2.  The Serbian Government (“the Government”) were initially represented by their former Agent, Ms V. Rodić, who was subsequently substituted by their current Agent, Ms. N. Plavšić.

3.  On 1 September 2015 and 2 November 2015 the complaints concerning the non-enforcement of the domestic decisions in question were communicated to the Government and the remainder of the applications were declared inadmissiblepursuant to Rule 54 § 3 of the Rules of Court.

4.  The Government objected to the examination of the application by a Committee. After having considered the Government’s objection, the Court rejects it.

THE FACTS

5.  The applicants complained about the failure by the national authorities to enforce final court decisions rendered in their favour.

6.  All applicants obtained decisions by the Constitutional Court, which established a violation of their right to a hearing within reasonable time and awarded them certain sums in respect of the non-pecuniary damage suffered (see the appendix to this judgment).

THE LAW

I.  JOINDER OF THE APPLICATIONS

7.  The Court considers that, in accordance with Rule 42 § 1 of the Rules of Court, the applicants’ complains should be joined, given their similar factual and legal background.

II.  ALLEGED VIOLATIONS OF ARTICLES6 § 1AND 13 OF THE CONVENTION

8.  The applicants complained under Article 6 § 1 and Article 13 of the Convention about the non-enforcement of the final court decisions rendered in their favour. In so far as relevant, these Articles read as follows:

Article 6 § 1

“In the determination of his civil rights and obligations … everyone is entitled to a … hearing within a reasonable time by [a] … tribunal …”

Article 13

“Everyone whose rights and freedoms as set forth in [the] Convention are violated shall have an effective remedy before a national authority notwithstanding that the violation has been committed by persons acting in an official capacity.”

A.  Admissibility

9.  The Government submitted that the applicants could not claim to be victims of the alleged violations. The Court considers that this objection is closely linked to the substance of the applicants’ complaints and must therefore be joined to the merits.

10.  As regards the applicants in applications nos. 60349/13 and 63099/13, the Government further argued that they did not suffer any significant disadvantage since their respective enforcement requests were of a relatively small value. The Court notes that in both of these applications, the Constitutional Court had already found a violation of the applicants’ right to a trial within a reasonable time. In addition, the Government did not provide any evidence in support of their arguments. The Court thereforeis unable to conclude that the proceedings in questionhad no real significance for the applicants and rejects the Government’s objection in that respect.

11.  The Court notes that the applicants’ complaintsareotherwise not manifestly ill-founded within the meaning of Article 35 § 3 (a) of the Convention. It further notes that there are not inadmissible on any other grounds. They must therefore be declared admissible.

B.  Merits

12.  The Government submitted that as all the applicants had obtained favorabledecisions from the Constitutional Court they had thus lost their victim status.

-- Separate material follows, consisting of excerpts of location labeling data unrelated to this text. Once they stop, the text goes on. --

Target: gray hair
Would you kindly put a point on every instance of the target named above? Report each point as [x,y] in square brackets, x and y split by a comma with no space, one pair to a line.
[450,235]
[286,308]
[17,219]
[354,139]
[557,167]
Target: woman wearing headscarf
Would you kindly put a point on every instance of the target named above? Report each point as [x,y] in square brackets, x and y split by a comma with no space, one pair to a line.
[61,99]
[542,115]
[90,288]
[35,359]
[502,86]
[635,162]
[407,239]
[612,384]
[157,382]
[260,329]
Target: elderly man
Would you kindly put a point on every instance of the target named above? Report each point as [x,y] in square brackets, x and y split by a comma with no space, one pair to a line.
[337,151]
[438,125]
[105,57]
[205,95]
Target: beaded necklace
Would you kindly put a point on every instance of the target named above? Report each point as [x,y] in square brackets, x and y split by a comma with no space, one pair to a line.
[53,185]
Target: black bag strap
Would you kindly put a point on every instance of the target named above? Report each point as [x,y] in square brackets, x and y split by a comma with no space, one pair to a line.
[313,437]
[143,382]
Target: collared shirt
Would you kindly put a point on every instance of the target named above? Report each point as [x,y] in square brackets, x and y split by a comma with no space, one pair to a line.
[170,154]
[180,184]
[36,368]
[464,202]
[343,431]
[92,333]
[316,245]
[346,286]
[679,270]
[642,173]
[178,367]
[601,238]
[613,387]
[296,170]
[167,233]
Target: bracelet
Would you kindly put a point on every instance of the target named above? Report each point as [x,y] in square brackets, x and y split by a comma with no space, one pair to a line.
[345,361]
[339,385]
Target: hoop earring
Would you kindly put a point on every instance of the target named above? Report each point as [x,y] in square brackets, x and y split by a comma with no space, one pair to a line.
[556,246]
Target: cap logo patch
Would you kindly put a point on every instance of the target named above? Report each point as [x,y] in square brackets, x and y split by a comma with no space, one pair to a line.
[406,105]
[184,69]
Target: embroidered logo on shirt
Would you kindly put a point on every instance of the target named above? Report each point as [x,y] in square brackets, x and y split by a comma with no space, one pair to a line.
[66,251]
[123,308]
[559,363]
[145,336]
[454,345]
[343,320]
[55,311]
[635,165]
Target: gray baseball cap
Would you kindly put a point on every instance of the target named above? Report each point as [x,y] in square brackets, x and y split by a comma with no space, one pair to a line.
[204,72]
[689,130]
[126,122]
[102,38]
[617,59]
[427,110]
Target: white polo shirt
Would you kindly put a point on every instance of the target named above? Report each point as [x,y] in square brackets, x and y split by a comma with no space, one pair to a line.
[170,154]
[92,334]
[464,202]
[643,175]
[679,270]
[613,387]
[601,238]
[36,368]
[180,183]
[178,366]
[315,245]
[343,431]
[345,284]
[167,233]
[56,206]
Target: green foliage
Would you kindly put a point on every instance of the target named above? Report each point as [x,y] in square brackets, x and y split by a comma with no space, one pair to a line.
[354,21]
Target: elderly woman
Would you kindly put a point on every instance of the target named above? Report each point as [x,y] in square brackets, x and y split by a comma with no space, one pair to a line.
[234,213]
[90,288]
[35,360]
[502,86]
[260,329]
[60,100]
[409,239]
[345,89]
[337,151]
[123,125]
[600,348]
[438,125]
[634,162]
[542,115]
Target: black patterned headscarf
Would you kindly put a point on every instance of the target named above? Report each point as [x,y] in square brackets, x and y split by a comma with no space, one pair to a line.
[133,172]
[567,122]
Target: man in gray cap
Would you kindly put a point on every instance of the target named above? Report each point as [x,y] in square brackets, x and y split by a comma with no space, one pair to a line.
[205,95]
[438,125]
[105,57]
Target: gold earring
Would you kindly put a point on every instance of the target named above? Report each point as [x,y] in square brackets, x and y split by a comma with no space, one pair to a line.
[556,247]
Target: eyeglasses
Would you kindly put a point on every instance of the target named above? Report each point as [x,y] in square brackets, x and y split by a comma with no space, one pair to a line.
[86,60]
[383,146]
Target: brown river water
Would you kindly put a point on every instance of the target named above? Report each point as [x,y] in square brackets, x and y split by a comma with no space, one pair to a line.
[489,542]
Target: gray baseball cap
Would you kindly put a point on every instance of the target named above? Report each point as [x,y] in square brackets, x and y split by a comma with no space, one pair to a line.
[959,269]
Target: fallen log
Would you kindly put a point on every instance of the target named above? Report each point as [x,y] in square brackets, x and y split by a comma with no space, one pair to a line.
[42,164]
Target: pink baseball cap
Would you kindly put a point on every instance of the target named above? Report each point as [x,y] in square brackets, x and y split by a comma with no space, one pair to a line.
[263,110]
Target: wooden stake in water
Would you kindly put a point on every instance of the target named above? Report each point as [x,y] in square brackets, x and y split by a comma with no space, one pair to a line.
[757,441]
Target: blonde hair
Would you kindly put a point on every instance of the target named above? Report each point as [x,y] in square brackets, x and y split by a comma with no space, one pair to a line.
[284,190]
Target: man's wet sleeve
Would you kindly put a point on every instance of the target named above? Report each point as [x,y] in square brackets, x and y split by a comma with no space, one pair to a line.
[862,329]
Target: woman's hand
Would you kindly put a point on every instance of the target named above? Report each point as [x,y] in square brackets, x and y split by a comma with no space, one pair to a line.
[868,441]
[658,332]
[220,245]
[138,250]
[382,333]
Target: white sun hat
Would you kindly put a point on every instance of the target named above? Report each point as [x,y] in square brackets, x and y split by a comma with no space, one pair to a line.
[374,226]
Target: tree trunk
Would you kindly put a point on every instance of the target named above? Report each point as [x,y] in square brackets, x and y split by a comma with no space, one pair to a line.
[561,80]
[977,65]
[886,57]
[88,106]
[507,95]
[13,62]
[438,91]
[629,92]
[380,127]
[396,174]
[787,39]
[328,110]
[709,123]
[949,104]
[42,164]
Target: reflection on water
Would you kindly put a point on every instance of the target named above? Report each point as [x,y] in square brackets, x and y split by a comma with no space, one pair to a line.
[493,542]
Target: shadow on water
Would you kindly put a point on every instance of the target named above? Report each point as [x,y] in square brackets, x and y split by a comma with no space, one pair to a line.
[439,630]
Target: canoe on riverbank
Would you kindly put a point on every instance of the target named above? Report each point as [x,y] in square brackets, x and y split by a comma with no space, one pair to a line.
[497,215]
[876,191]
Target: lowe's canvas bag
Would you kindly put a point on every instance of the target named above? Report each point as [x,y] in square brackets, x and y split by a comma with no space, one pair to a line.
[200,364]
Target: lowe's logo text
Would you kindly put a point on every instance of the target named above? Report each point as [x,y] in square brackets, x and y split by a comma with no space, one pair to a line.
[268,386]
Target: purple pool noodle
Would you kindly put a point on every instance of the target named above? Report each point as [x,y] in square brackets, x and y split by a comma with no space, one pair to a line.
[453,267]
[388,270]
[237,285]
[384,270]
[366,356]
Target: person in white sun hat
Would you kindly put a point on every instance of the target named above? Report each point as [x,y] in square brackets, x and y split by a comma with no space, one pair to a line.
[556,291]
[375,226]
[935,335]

In the Government’s opinion, the finding ofthe violations in questionand the awardingof compensation for the non-pecuniary damage suffered constituted sufficient redress, particularly in view of the “inactivity” of some of the applicants.

13.  The applicants disagreed.

14.  The Court recalls that an applicant’s status as a “victim” within the meaning of Article 34 of the Convention depends on the fact whether the domestic authorities acknowledged, either expressly or in substance, the alleged infringement of the Convention and, if necessary, provided appropriate redress in relation thereto. Only when these conditions are satisfied does the subsidiary nature of the protective mechanism of the Convention preclude examination of an application (see Vidaković v. Serbia (dec.) no. 16231/07, § 24 May 2011; Cocchiarella v. Italy [GC], no. 64886/01, § 71, ECHR 2006‑V; and Cataldo v. Italy (dec.), no. 45656/99, 3 June 2004).

15.  In this respect, the Court notes that the Constitutional Court found that the applicants’ right to a hearing within a reasonable time had been violated (see paragraph 6 above), thereby acknowledging the breach complained of and, effectively, satisfying the first condition laid down in the Court’s case law.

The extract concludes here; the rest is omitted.